By Ruzanna Stepanian
An Indian company that has been developing Armenia’s gold reserves faced protests from environment protection groups on Tuesday as it unveiled plans to relocate and expand its main ore-processing plant.

Sterlite Industries Limited, which owns the Ararat Gold Recovery Company (AGRC), said it would like to move its gold smelter from the southern town of Ararat to an area close to the Zod mines, which have Armenia’s biggest deposits of gold ore. The company needs a government permission for the move and explained its rationale at a roundtable discussion attended by government officials and ecologists.

The AGRC chief executive, Vartan Vartanian, said the Indians are ready to invest $80 million in the new plant which they wants to construct in Vartenis, an impoverished town in northeastern Armenia. He said the proposed plant would drastically increase Armenia’s gold output, pay $100 million in taxes every year and create between 3,000 and 4,000 new jobs in the economically depressed area.

Vartanian claimed that the 167-kilometer distance between Zod and Ararat significantly adds to the company’s production costs. Smelting ore at the Ararat plan is not commercially viable anymore, he said.

Production levels there have steadily decline in recent years. Sterlite Industries blames that on high transportation costs.

But representatives of non-governmental organizations attending the discussion warned that a rise in gold production would mean increased emissions of potassium cyanide, a highly poisonous substance that can cause considerable environmental damage. They dismissed the AGRC’s assurances that all the emissions would be recycled, saying that the company’s environment protection record leaves much to be desired.

“Potassium cyanide is used in gold mining all over the world and is a very dangerous substance,” said Aida Iskoyan of the Center for Legal Protection of Environment. “Yes, the local people are poor and out of work.
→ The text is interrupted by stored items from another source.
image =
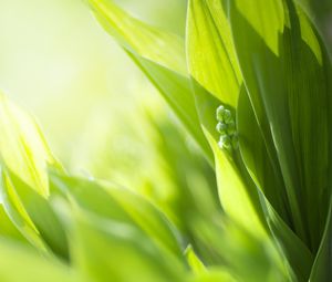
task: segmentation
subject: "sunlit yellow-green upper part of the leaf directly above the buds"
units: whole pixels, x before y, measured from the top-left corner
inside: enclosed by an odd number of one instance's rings
[[[224,104],[237,107],[241,74],[235,55],[225,0],[190,0],[187,54],[190,75]]]

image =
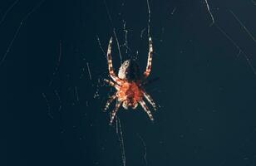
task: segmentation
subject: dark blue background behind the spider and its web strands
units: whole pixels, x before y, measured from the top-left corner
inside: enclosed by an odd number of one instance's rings
[[[13,2],[0,2],[1,17]],[[1,58],[39,2],[20,1],[7,12],[0,24]],[[123,44],[126,20],[131,51],[121,47],[122,56],[139,51],[144,69],[148,39],[140,32],[147,27],[147,3],[106,5],[112,22],[101,0],[46,0],[22,22],[0,66],[0,165],[122,164],[115,126],[102,111],[115,90],[102,83],[108,73],[97,37],[106,51],[115,27]],[[150,78],[160,80],[146,90],[160,108],[153,111],[154,125],[140,108],[119,111],[127,166],[145,165],[140,138],[148,165],[256,165],[256,75],[244,56],[256,67],[256,42],[229,11],[256,35],[256,6],[249,0],[209,0],[209,7],[211,27],[203,0],[150,2],[155,49]],[[117,71],[116,43],[113,59]]]

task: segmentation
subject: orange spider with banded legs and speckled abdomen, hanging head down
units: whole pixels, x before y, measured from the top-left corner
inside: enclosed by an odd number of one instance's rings
[[[145,104],[143,97],[149,101],[150,105],[153,106],[154,110],[156,110],[156,105],[154,100],[151,98],[149,94],[146,93],[143,85],[145,85],[146,79],[150,76],[151,71],[151,63],[152,63],[152,56],[153,56],[153,42],[151,37],[149,37],[149,55],[147,66],[143,76],[140,75],[140,68],[139,65],[136,63],[135,60],[126,60],[121,64],[121,67],[118,71],[118,76],[113,69],[112,65],[112,56],[111,56],[111,46],[112,46],[112,37],[108,45],[107,49],[107,61],[108,61],[108,71],[111,76],[111,80],[104,80],[109,85],[116,88],[116,94],[112,95],[109,100],[106,102],[106,107],[104,110],[109,108],[111,102],[116,100],[116,108],[111,112],[111,120],[110,125],[112,124],[113,120],[115,119],[116,112],[119,110],[120,106],[122,105],[123,108],[126,110],[131,107],[133,110],[138,106],[141,105],[143,110],[147,113],[150,117],[150,120],[154,121],[153,116],[151,115],[150,109]]]

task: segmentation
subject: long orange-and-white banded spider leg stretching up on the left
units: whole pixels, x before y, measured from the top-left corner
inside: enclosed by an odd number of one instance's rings
[[[114,68],[113,68],[113,63],[112,63],[112,56],[111,56],[111,47],[112,47],[112,37],[111,40],[108,44],[108,48],[107,48],[107,63],[108,63],[108,71],[110,72],[110,76],[113,79],[113,81],[115,81],[117,84],[120,84],[121,80],[116,76],[115,72],[114,72]]]

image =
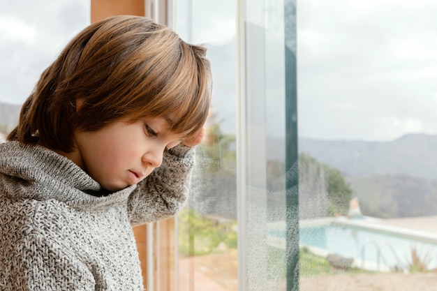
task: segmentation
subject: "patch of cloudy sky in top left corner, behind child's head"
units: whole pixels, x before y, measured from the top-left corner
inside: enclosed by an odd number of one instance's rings
[[[90,23],[89,0],[0,2],[0,101],[21,104],[40,73]]]

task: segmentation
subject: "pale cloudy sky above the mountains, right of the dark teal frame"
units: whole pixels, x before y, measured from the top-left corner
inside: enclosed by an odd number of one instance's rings
[[[436,13],[436,1],[298,1],[299,135],[437,133]]]

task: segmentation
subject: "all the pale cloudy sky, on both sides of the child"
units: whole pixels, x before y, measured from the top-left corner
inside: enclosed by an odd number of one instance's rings
[[[223,1],[193,2],[193,41],[211,43],[217,64],[235,61],[236,10]],[[89,0],[0,1],[1,102],[21,104],[29,96],[43,69],[89,24],[89,6]],[[435,0],[297,0],[299,136],[386,141],[437,134],[435,15]],[[220,57],[216,50],[228,52]],[[214,89],[232,95],[235,67],[216,67]],[[235,122],[235,103],[215,102]],[[274,114],[267,117],[273,128]]]

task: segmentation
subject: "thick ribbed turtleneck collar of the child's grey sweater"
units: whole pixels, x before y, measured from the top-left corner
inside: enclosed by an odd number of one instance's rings
[[[0,191],[15,199],[59,200],[100,209],[126,203],[135,189],[108,193],[73,161],[38,144],[0,144]],[[101,197],[99,197],[101,196]]]

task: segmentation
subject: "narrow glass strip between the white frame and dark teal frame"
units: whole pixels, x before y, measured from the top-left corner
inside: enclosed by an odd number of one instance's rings
[[[246,290],[286,290],[283,1],[246,3]]]

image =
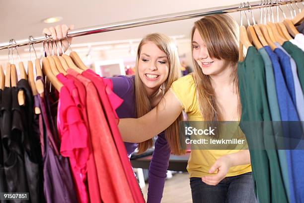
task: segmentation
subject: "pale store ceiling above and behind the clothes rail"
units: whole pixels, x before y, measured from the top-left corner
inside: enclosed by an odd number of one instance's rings
[[[29,35],[40,36],[44,27],[56,25],[43,22],[43,19],[52,16],[62,16],[60,24],[74,24],[75,28],[84,28],[238,3],[239,0],[50,0],[43,3],[41,0],[1,0],[0,42],[7,42],[11,38],[24,39]],[[239,13],[231,15],[239,21]],[[255,10],[255,18],[259,18],[258,9]],[[151,32],[162,32],[169,36],[184,35],[187,38],[195,20],[197,19],[76,37],[73,44],[138,39]],[[7,50],[0,50],[0,55],[4,54],[7,54]]]

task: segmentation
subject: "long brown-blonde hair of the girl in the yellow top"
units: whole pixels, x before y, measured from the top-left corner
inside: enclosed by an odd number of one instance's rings
[[[231,65],[231,80],[234,91],[238,94],[237,62],[238,62],[238,29],[237,23],[227,14],[210,15],[194,22],[191,31],[191,46],[193,54],[193,34],[197,29],[211,58],[222,59],[225,64]],[[212,87],[210,76],[205,75],[193,59],[195,74],[193,78],[196,84],[198,101],[204,120],[222,121],[223,114],[217,105],[214,88]],[[241,112],[240,100],[238,102],[238,114]]]

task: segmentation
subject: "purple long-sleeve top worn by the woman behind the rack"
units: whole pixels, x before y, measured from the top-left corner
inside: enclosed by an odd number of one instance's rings
[[[119,118],[136,118],[135,112],[135,77],[118,76],[110,78],[113,91],[124,102],[116,109]],[[135,151],[138,144],[125,142],[128,156]],[[152,160],[149,167],[148,203],[160,203],[167,168],[169,166],[170,148],[164,133],[157,135]]]

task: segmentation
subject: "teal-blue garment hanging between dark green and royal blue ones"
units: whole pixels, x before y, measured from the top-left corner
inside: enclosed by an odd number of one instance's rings
[[[266,88],[267,88],[267,98],[269,102],[269,110],[271,114],[271,120],[273,121],[281,121],[280,109],[277,99],[277,91],[276,91],[276,84],[275,84],[275,77],[273,73],[273,67],[271,59],[269,58],[266,50],[264,47],[260,48],[258,52],[261,54],[264,65],[265,65],[265,77],[266,77]],[[280,122],[273,122],[273,131],[275,133],[276,138],[283,138],[280,135],[283,132],[283,128]],[[282,143],[281,140],[276,140],[276,142]],[[283,146],[279,144],[279,146]],[[285,187],[285,191],[287,193],[287,197],[290,197],[289,192],[289,179],[288,179],[288,167],[287,167],[287,160],[286,160],[286,152],[285,150],[278,150],[278,158],[280,162],[280,168],[283,178],[283,183]]]

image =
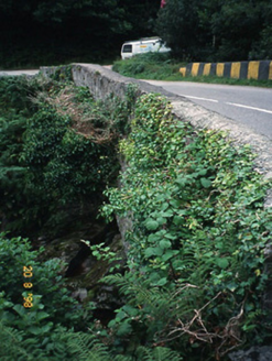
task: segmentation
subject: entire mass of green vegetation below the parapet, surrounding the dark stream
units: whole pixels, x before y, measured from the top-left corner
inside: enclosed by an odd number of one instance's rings
[[[173,118],[159,95],[134,103],[129,88],[122,101],[98,102],[66,76],[0,80],[0,211],[10,230],[0,236],[1,360],[209,361],[270,342],[261,297],[271,184],[250,149]],[[101,282],[118,287],[122,306],[108,324],[94,302],[70,298],[58,260],[20,237],[58,236],[98,208],[132,220],[122,273],[110,248],[90,247],[113,260]],[[32,307],[23,266],[33,269]]]

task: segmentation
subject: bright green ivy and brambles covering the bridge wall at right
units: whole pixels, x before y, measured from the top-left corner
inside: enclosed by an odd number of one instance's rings
[[[249,149],[196,132],[173,119],[166,100],[148,95],[120,151],[128,162],[122,188],[107,190],[102,208],[133,222],[129,272],[107,277],[127,298],[110,322],[116,335],[205,361],[262,342],[263,250],[272,221],[263,209],[269,185],[253,171]]]

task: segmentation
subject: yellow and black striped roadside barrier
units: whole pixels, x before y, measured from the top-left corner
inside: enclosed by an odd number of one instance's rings
[[[214,75],[236,79],[272,80],[272,61],[189,63],[181,67],[183,76]]]

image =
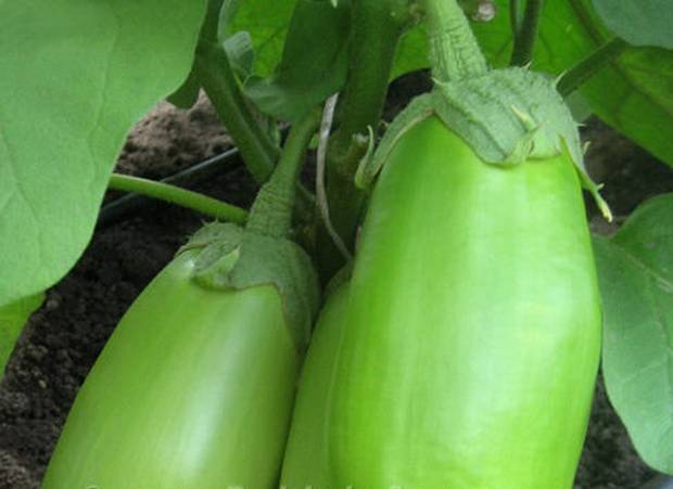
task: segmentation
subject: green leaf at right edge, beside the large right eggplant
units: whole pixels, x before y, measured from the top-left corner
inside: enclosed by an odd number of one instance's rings
[[[673,194],[594,239],[608,395],[649,465],[673,474]]]

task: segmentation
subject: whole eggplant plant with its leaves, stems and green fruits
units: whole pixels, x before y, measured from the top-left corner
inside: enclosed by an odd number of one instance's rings
[[[214,220],[118,324],[43,487],[567,489],[599,365],[673,474],[673,194],[592,236],[579,134],[595,114],[673,166],[671,25],[666,0],[0,2],[0,366],[106,189]],[[251,209],[113,172],[200,91]]]

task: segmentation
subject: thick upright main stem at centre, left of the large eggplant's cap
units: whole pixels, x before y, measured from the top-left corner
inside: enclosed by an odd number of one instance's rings
[[[363,205],[364,193],[353,178],[359,158],[354,158],[359,143],[356,134],[378,127],[385,103],[388,83],[399,39],[412,14],[408,0],[354,0],[352,2],[352,39],[348,73],[339,96],[335,124],[327,159],[327,200],[334,231],[350,246]],[[329,278],[343,263],[325,227],[317,235],[319,268]]]

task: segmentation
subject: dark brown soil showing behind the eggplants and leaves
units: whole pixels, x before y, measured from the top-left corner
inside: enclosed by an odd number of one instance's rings
[[[401,100],[422,91],[426,82],[396,83],[389,110],[396,112]],[[673,170],[598,121],[592,121],[585,137],[595,141],[589,165],[605,181],[604,195],[618,217],[655,193],[673,191]],[[163,178],[229,144],[205,100],[190,111],[162,103],[130,134],[118,170]],[[216,178],[195,190],[247,206],[255,185],[236,162],[223,165]],[[592,222],[594,229],[612,230],[600,223],[595,210]],[[98,229],[74,269],[48,292],[0,382],[0,488],[39,486],[75,395],[115,324],[201,223],[202,218],[191,211],[149,204]],[[635,453],[599,382],[575,488],[636,488],[652,475]]]

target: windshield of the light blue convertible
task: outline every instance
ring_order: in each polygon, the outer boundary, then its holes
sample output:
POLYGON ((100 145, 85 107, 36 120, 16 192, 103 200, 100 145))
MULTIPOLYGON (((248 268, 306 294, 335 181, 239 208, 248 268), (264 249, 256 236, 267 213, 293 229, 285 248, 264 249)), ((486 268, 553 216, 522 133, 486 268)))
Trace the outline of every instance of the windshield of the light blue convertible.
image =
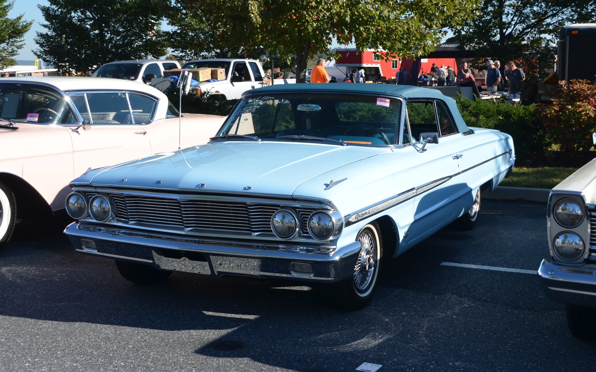
POLYGON ((327 138, 347 145, 399 145, 409 142, 401 139, 401 108, 401 99, 378 96, 321 93, 249 96, 238 103, 218 135, 307 142, 327 138))

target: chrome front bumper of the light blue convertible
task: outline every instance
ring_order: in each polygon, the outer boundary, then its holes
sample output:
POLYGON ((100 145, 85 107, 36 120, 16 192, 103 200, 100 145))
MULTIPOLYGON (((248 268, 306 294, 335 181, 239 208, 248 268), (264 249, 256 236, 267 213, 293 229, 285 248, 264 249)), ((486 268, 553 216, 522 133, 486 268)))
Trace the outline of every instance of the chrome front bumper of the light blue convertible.
POLYGON ((358 241, 322 251, 316 247, 271 246, 153 235, 72 223, 64 233, 85 254, 138 262, 186 273, 337 282, 352 275, 361 249, 358 241), (311 266, 308 273, 304 264, 311 266))

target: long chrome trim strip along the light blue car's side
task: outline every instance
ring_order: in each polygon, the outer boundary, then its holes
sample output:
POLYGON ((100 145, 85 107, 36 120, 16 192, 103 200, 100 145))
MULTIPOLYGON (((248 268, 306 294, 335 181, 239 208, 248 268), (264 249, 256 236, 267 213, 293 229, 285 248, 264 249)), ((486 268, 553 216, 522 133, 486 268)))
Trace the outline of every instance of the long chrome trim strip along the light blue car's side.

But we must not seek to improve their socioeconomic conditions at the expense of their health.”

Gagik Vartanian, the deputy minister of trade and economic development, assured the ecologists that the government’s decision on the matter will hinge on the recommendations of the Armenian Ministry of Environment Protection. “The government will not take any steps that would carry the slightest environmental risk,” he said.

Vartenis is located near the eastern shore of Armenia’s ecologically vital Lake Sevan.